Ironwood Pharmaceuticals has shown it is one of those rare biotechs that can take a new drug all the way through clinical trials, and entice investors to buy into an IPO in an economic downturn. Now the Cambridge, MA-based company is flexing its new muscle to not just discover its own drugs, but also to obtain promising new drugs from smaller companies—just like how Big Pharma companies do it.
Ironwood (NASDAQ: [[ticker:IRWD]]) said today it has formed a new drug discovery collaboration with Redwood City, CA-based Protagonist Therapeutics. The deal calls for Protagonist to use its proprietary technology for designing peptide drugs against biological targets picked by Ironwood. Terms aren’t being disclosed, but Ironwood is agreeing to make an upfront payment, provide support for a handful of full-time researchers at Protagonist, and shell out for success-based development milestones and royalties on product sales.
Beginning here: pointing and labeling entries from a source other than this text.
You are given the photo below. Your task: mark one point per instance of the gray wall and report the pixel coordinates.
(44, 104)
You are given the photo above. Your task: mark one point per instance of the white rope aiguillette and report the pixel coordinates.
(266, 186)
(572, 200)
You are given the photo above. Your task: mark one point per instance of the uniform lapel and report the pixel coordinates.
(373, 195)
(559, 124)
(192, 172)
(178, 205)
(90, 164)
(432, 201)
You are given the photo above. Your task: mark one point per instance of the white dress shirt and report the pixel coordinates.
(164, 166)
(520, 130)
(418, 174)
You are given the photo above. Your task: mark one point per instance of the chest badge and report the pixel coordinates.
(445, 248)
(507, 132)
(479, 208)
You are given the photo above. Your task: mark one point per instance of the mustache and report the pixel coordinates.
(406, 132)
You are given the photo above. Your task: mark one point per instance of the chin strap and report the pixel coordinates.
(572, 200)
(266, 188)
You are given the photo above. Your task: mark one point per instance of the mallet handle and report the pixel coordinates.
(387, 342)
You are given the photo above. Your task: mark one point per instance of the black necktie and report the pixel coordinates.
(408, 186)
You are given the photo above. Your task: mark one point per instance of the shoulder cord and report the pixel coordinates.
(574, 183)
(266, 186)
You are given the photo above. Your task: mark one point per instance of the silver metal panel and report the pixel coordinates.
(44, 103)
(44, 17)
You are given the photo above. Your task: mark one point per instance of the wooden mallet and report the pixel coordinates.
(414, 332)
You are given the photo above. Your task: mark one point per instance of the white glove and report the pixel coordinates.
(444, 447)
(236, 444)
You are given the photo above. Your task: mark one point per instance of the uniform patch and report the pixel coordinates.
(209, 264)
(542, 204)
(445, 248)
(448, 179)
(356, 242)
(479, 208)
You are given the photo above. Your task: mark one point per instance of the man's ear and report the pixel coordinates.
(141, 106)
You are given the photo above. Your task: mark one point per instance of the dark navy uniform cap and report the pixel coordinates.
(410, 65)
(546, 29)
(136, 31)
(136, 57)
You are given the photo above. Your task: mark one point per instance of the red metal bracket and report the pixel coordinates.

Protagonist, which is backed by an unusual set of biotech investors from Australia along with Lilly Ventures, has raised about $18 million since it was founded in 2006, according to its website. The company was built to make small-molecule and peptide drugs, the company has said. Not many companies have created big franchises around peptide drugs (San Diego’s Amylin Pharmaceuticals is one exception), although these small proteins are right in the wheelhouse of Ironwood.
Ironwood’s claim to fame is that it found a way around one of the key delivery challenges with peptides—which typically need to be injected—when it developed a novel drug called linaclotide that can be taken as an oral pill. This peptide works its way through the gut to treat irritable bowel syndrome with constipation, as well as chronic constipation. Ironwood went public a year ago, and has sustained a market value of greater than $1.1 billion, because the drug has passed all four pivotal trials the company designed to lay the groundwork for FDA approval.
“We believe that Protagonist’s expertise in the field of peptide drug discovery and their proprietary DRP (disulfide rich peptide) platform complement our internal discovery and development capabilities very well,” said Mark Currie, Ironwood’s chief scientific officer, in a statement. Protagonist, which doesn’t list any other collaborators on its website, called the Ironwood deal a “validation” of its technology.